В. П. БОТКИН — П. В. АННЕНКОВУ

   Москва, 28 февраля 1847 г.
   …Можете представить себе, какое странное впечатление произвела здесь книга Гоголя; но замечательно также и то, что все журналы отозвались о ней, как о произведении больного и полупомешанного человека; один только Булгарин приветствовал Гоголя, но таким язвительным тоном, что эта похвала для Гоголя хуже пощечины. [В «Северной Пчеле», 1847 г., № 8 Булгарин писал о Гоголе: «Последним сочинением он доказал, что у него есть сердце и чувство, и что он дурными советами увлечен был на грязную дорогу, прозванную нами натуральною школою. Отныне начинается новая жизнь для Гоголя…» и т. п. ] Этот факт для меня имеет важность: значит, что в русской литературе есть направление, с которого не совратить ее и таланту посильнее Гоголя; русская литература брала в Гоголе то, что ей нравилось, а теперь выбросила его, как скорлупку выеденного яйца. Воображаю, какой удар будет напыщенному невежеству Гоголя, и ничего бы так не желал теперь, как вашей с ним встречи. Он теперь в Неаполе; говорят, что ходит каждый день к обедне и с большим усердием молится богу. Замечательно еще то, что здесь славянская партия теперь отказывается от него, хотя и сама она натолкнула на эту дорогу. Хотелось бы мне сообщить вам обстоятельно о здешних славянофилах, но эти господа так разделены в своих доктринах, так что, что голова, то особое мнение; разумеется, и в них есть правая и левая стороны, и правой стороне книга Гоголя пришлась совершенно по сердцу. [«Правая» — Языков (умер в 1846 г.), Вигель; позже к защитникам «Выбранных мест» примкнул колебавшийся вначале Шевырев (Погодин по личным причинам отнесся иначе). Из петербургских литераторов защищали «Выбранные места» Плетнев и Вяземский. ]
   «П. В. Анненков и его друзья». П., 1892 г., стр. 528–530.

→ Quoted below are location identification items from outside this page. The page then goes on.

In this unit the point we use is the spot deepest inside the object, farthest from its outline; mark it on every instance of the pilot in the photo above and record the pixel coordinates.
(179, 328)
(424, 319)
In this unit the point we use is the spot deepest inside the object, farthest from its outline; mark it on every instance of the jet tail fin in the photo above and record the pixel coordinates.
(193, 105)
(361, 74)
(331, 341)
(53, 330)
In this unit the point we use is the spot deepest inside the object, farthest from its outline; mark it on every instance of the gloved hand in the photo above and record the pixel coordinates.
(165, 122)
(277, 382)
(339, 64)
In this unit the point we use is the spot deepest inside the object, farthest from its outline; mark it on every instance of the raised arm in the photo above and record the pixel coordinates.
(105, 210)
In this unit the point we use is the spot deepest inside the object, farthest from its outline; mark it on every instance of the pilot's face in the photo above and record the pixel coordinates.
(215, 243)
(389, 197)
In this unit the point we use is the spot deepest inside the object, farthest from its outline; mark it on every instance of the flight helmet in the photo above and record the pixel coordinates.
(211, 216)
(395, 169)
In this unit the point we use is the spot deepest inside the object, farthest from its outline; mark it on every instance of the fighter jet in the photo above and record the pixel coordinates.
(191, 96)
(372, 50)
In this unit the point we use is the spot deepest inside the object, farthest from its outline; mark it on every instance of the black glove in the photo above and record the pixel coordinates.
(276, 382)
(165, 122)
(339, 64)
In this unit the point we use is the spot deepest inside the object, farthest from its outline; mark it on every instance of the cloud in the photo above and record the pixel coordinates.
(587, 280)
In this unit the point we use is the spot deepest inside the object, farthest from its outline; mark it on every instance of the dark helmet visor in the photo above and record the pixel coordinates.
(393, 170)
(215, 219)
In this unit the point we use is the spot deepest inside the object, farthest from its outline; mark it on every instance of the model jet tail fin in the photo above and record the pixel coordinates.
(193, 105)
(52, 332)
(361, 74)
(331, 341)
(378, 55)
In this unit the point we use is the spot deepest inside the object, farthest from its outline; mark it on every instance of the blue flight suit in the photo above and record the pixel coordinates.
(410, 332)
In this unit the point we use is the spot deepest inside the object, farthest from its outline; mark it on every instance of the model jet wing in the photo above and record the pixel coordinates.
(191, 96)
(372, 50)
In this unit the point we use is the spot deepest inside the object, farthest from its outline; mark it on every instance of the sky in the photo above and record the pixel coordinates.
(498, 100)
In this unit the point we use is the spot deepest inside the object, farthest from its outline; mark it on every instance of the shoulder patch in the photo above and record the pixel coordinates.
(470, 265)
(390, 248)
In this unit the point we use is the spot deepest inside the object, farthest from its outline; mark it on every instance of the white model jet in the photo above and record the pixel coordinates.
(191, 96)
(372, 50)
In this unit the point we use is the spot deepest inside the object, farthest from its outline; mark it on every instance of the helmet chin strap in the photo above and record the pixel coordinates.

Н. В. ГОГОЛЬ — С. Т. АКСАКОВУ

   Неаполь, 6 марта 1847 г.
   Благодарю вас, мой добрый и благородный друг, за ваши упреки; от них хоть и чихнулось, но чихнулось во здравие. [Гоголь получил сразу три отрицательных отзыва о «Переписке»: в письме С. Т. Аксакова и в пересланных им письмах Д. Н. Свербеева и его жены, Катерины Ал-дрны. ] Поблагодарите также доброго Д. Н. Свербеева и скажите ему, что я всегда дорожу замечаниями умного человека, высказанными откровенно. Он прав, что обратился к вам, а не ко мне. В письме его есть, точно, некоторая жесткость, которая была бы неприлична в объяснениях с человеком, не очень коротко знакомым. Но этим самым письмом к вам он открыл себе теперь дорогу высказывать с подобной откровенностью мне самому всё то, что высказал вам. Поблагодарите также и милую супругу его за ее письмецо. Скажите им, что многое из их слов взято в соображение и заставило меня лишний раз построже взглянуть на самого себя. Мы уже так странно устроены, что до тех пор не увидим ничего в себе, покуда другие не наведут нас на это. Замечу только, что одно обстоятельство не принято ими в соображение, которое, может быть, иное показало бы им в другом виде, а именно: что человек, который с такой жадностью ищет слышать всё о себе, так ловит все суждения и так умеет дорожить замечаниями умных людей даже тогда, когда они жестки и суровы, такой человек не может находиться в полном и совершенном самоослеплении. А вам, друг мой, сделаю я маленький упрек. Не сердитесь: уговор был принимать не сердясь взаимно друг от друга упреки. Не слишком ли вы уже положились на ваш ум и непогрешительность его выводов? Делать замечания — это другое дело; это имеет право делать всякий умный человек, и даже просто всякий человек; но выводить из своих замечаний заключение обо всем человеке — это есть уже некоторого рода самоуверенность. Это значит — признать свой ум вознесшимся на ту высоту, с которой он может обозревать со всех сторон предмет. Ну, чт? если я вам расскажу след[ующую] повесть?